Natural and anthropogenic disturbances are impacting the health of forests worldwide. Monitoring forest disturbances at scale is important to inform conservation efforts. Here, we present a scalable approach for country-wide mapping of forest greenness anomalies at the 10 m resolution of Sentinel-2. Using relevant ecological and topographical context and an established representation of the vegetation cycle, we learn a predictive quantile model of the normalised difference vegetation index (NDVI) derived from Sentinel-2 data. The resulting expected seasonal cycles are used to detect NDVI anomalies across Switzerland between April 2017 and August 2025. Goodness-of-fit evaluations show that the conditional model explains 65% of the observed variations in the median seasonal cycle. The model consistently benefits from the local context information, particularly during the green-up period. The approach produces coherent spatial anomaly patterns and enables country-wide quantification of forest browning. Case studies with independent reference data from known events illustrate that the model reliably detects different types of disturbances.

Figures (7)

• Figure 1: Exemplary predicted NDVI ranges and anomalies for 4 forest pixels. Green curves denote the upper quartiles ($f_{0.75}(t)$), red curves denote the lower quartiles ($f_{0.25}(t)$).
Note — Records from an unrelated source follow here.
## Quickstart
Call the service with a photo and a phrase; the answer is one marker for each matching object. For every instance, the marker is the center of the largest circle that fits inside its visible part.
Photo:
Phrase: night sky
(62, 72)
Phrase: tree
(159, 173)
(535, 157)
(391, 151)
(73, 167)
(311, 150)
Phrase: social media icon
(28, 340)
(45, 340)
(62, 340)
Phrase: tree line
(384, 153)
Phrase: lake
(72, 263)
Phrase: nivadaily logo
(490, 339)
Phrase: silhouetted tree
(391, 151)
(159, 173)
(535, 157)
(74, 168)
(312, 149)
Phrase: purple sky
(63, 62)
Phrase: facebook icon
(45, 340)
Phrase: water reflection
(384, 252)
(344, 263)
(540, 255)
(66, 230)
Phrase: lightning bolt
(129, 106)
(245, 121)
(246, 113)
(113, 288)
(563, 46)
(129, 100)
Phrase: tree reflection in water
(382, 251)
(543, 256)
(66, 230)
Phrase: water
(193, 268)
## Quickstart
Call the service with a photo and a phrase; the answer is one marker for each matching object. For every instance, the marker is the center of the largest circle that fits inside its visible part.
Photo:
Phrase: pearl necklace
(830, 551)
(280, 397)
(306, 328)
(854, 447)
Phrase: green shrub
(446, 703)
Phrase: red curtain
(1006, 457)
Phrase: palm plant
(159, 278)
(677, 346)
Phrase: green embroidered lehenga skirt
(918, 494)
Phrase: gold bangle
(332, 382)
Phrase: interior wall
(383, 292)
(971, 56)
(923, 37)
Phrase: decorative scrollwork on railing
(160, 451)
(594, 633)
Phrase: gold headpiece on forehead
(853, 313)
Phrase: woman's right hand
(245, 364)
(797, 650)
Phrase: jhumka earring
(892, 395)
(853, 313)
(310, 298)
Interquartile ranges are shaded in red. Dashed lines indicate the anomaly thresholds derived from those curves. NDVI observations that fall within the anomaly thresholds are coloured black, observations labelled as anomalies are coloured by their anomaly score, with lighter colour denoting more negative scores (larger deviations from the normal range).
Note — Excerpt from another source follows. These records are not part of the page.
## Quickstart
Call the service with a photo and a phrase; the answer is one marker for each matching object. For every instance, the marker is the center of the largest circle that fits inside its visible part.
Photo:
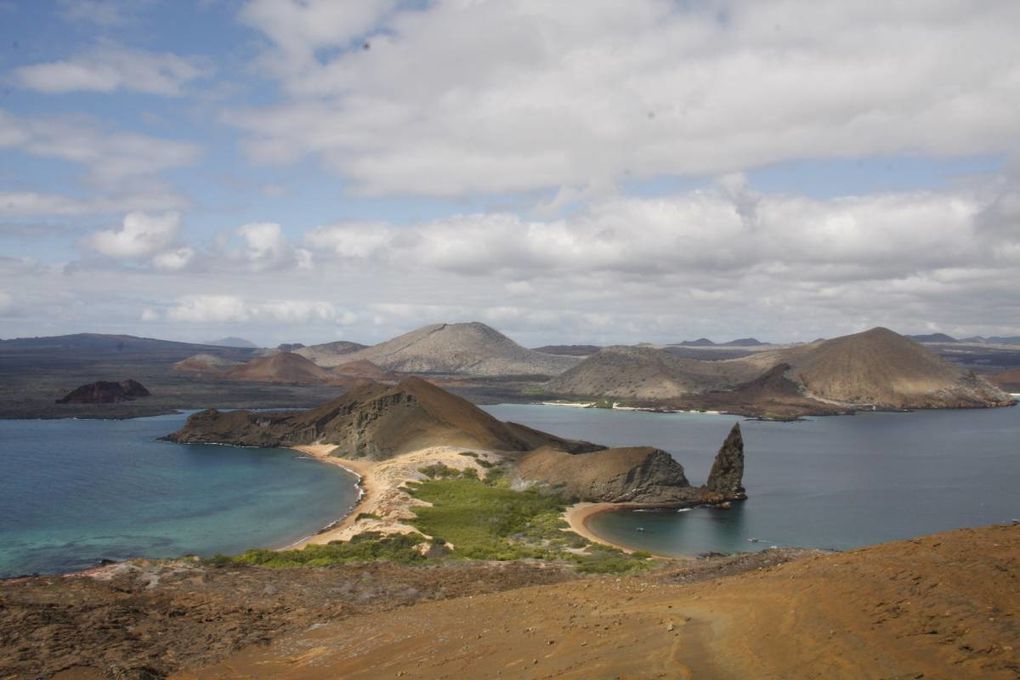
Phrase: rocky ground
(145, 620)
(942, 607)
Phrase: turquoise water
(77, 491)
(834, 482)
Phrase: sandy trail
(939, 607)
(385, 506)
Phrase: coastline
(380, 497)
(578, 514)
(366, 491)
(384, 506)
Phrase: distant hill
(568, 350)
(100, 343)
(374, 421)
(281, 367)
(329, 354)
(458, 349)
(1009, 380)
(877, 368)
(701, 342)
(932, 338)
(207, 365)
(379, 422)
(744, 342)
(881, 368)
(362, 369)
(233, 342)
(648, 374)
(1000, 340)
(106, 393)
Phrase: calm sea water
(75, 491)
(833, 482)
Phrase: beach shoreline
(384, 505)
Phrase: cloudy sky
(606, 170)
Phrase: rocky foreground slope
(877, 368)
(942, 607)
(377, 422)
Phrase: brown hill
(941, 607)
(457, 349)
(379, 422)
(363, 369)
(1009, 380)
(635, 474)
(326, 354)
(883, 369)
(373, 421)
(105, 393)
(649, 374)
(874, 369)
(281, 367)
(206, 365)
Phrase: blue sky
(302, 170)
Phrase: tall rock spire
(726, 478)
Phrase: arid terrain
(874, 369)
(941, 607)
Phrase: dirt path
(939, 607)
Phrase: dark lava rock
(726, 477)
(106, 393)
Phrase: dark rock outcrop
(726, 477)
(378, 421)
(105, 391)
(640, 475)
(634, 474)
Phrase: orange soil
(939, 607)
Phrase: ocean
(831, 482)
(77, 491)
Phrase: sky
(600, 171)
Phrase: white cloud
(234, 309)
(104, 13)
(22, 204)
(351, 240)
(109, 68)
(710, 232)
(466, 97)
(116, 161)
(299, 28)
(141, 234)
(173, 260)
(265, 247)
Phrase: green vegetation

• Figure 2: Example anomaly map for forest pixels based on NDVI observations from 22/08/2023 and 24/08/2023 combined. A pixel is flagged if it is detected as anomalous on either of the days. The three panels on the left show a magnified view of the anomalies at the indicated regions on the map. Normal pixels are coloured in black and anomalous pixels are shaded in red according to their anomaly score.
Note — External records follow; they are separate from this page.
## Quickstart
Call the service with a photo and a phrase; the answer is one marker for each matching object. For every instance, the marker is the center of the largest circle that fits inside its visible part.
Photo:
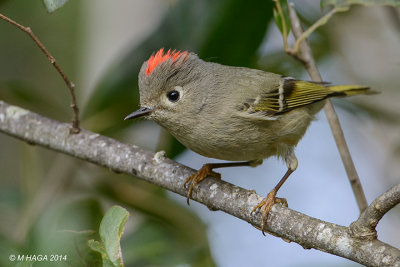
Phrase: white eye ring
(175, 95)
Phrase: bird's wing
(290, 94)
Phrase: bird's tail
(350, 90)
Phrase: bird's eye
(173, 95)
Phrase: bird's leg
(266, 204)
(207, 170)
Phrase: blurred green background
(51, 203)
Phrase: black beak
(139, 113)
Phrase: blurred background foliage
(53, 203)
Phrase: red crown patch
(160, 57)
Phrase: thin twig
(313, 27)
(75, 121)
(212, 192)
(365, 225)
(311, 67)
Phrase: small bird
(231, 113)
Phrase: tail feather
(350, 90)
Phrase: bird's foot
(266, 204)
(199, 176)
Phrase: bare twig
(212, 192)
(70, 85)
(309, 63)
(364, 227)
(313, 27)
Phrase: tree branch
(364, 227)
(308, 60)
(70, 85)
(214, 193)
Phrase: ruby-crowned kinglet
(231, 113)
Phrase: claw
(265, 207)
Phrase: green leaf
(344, 5)
(111, 229)
(52, 5)
(96, 246)
(286, 18)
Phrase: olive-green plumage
(233, 113)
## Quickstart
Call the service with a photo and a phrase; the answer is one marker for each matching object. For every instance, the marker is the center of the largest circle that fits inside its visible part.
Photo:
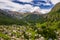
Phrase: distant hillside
(6, 19)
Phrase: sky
(41, 6)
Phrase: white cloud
(25, 0)
(8, 4)
(55, 1)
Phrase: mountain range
(13, 17)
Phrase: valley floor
(17, 32)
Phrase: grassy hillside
(32, 26)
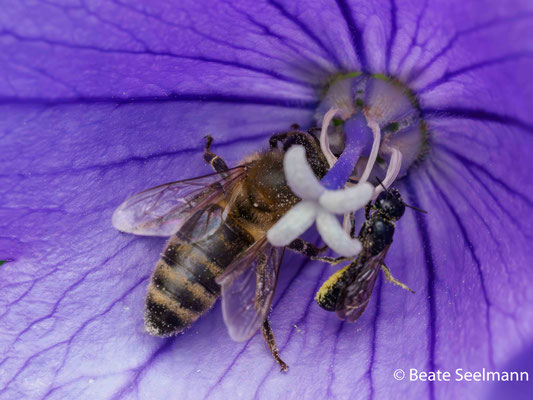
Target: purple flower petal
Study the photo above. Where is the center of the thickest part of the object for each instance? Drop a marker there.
(98, 101)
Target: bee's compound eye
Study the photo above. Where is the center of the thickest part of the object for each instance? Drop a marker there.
(391, 203)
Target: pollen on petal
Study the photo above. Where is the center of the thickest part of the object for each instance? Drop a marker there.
(335, 237)
(300, 176)
(295, 222)
(347, 200)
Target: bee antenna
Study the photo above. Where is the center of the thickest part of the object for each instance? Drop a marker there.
(416, 208)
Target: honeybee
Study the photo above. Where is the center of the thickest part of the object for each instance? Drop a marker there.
(218, 246)
(348, 291)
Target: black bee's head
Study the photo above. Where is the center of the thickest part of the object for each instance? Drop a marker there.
(391, 204)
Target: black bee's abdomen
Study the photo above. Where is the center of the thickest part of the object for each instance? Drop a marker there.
(382, 232)
(183, 285)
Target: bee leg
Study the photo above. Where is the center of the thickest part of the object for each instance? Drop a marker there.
(393, 280)
(331, 260)
(271, 343)
(274, 139)
(301, 246)
(217, 163)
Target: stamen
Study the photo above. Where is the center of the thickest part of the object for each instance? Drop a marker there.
(374, 152)
(324, 140)
(357, 136)
(395, 165)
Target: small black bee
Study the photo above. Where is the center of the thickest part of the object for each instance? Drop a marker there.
(348, 290)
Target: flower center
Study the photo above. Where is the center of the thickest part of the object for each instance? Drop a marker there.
(374, 120)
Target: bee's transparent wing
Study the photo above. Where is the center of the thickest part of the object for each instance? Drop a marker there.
(248, 289)
(353, 298)
(162, 210)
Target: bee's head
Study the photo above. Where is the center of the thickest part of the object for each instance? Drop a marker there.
(391, 204)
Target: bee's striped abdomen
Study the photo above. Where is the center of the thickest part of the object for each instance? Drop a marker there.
(183, 285)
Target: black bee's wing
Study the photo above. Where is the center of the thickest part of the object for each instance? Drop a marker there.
(248, 287)
(354, 297)
(162, 210)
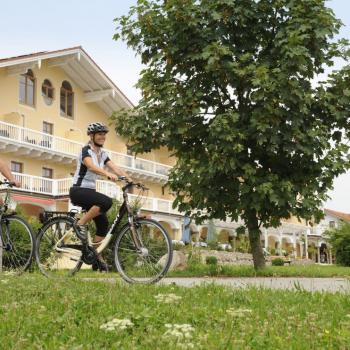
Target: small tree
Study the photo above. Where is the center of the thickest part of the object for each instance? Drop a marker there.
(228, 88)
(339, 238)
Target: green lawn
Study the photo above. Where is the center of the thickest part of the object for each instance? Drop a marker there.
(37, 313)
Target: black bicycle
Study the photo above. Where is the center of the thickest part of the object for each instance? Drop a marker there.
(142, 250)
(16, 237)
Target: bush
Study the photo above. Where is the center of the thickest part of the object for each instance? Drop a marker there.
(277, 262)
(212, 245)
(211, 260)
(339, 239)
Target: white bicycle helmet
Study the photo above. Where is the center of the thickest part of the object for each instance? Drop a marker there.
(94, 128)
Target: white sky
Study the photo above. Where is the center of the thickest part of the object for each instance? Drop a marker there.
(31, 26)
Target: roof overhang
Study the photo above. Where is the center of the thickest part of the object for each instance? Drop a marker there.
(81, 68)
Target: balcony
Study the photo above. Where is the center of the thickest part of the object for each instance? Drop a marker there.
(60, 187)
(34, 144)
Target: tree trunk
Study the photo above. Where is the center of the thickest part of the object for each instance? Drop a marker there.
(255, 242)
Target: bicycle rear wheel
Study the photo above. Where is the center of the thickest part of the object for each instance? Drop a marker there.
(150, 264)
(58, 249)
(16, 245)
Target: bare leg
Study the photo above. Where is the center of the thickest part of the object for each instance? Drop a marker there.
(92, 213)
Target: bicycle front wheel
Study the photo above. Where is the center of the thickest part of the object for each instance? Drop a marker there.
(58, 249)
(16, 244)
(149, 264)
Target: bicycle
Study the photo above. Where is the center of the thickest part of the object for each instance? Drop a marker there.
(142, 251)
(16, 238)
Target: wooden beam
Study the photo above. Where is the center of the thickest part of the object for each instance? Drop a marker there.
(62, 61)
(20, 69)
(96, 96)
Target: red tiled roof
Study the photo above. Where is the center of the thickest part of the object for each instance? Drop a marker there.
(338, 214)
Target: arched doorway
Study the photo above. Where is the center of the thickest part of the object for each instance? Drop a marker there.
(273, 245)
(287, 245)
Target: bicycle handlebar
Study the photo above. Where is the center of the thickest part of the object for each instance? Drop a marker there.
(8, 183)
(130, 183)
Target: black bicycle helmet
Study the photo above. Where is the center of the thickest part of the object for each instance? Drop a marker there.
(94, 128)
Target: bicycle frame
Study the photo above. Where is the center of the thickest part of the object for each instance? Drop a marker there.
(124, 209)
(3, 210)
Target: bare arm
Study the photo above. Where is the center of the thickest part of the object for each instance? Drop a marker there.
(117, 170)
(5, 170)
(97, 170)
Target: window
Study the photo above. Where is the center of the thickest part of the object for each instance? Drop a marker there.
(17, 167)
(47, 173)
(27, 88)
(128, 150)
(48, 128)
(66, 100)
(47, 91)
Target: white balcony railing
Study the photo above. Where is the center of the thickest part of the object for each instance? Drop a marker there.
(60, 187)
(33, 138)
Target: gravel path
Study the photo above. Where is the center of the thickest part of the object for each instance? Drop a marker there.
(288, 283)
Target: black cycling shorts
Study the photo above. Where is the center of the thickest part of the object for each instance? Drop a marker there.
(87, 198)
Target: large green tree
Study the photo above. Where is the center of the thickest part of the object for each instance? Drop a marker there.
(229, 87)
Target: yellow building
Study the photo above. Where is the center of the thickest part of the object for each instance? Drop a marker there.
(47, 99)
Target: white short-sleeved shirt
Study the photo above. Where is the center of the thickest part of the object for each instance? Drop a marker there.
(84, 177)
• Figure 3: D$^2_{\text{pinball}}$ per day of the year for each of the predicted quartiles. The daily values are shown alongside the 7-day rolling mean. For each day of the year, the value of D$^2_{\text{pinball}}$ expresses the fraction of pinball loss explained when compared to a model that uses the empirical quantile at that day of the year (the climatology baseline). A value of 0 corresponds to a model that predicts the same value at all locations per day of the year.
• Figure 4: Daily fraction of forest pixels affected by negative NDVI anomalies. The negative anomaly fractions are computed per day of the year and smoothed with a 7-day rolling average. The dashed horizontal line indicates the overall fraction of anomalies detected at forest pixels. Fractions are relative to the number of valid observations at a pixel. The vertical lines indicate the season starts on March 1 (spring), June 1 (summer), September 1 (autumn) and December 1 (winter).
• Figure 5: Fraction of observations per pixel affected by negative NDVI anomalies ("browning") over the entire observation period. Fractions are relative to the number of valid observations at a pixel. The histogram on the right shows the distribution of anomaly fraction values across all pixels. The three panels on the left show a magnified view of the anomaly fractions at the indicated regions on the map.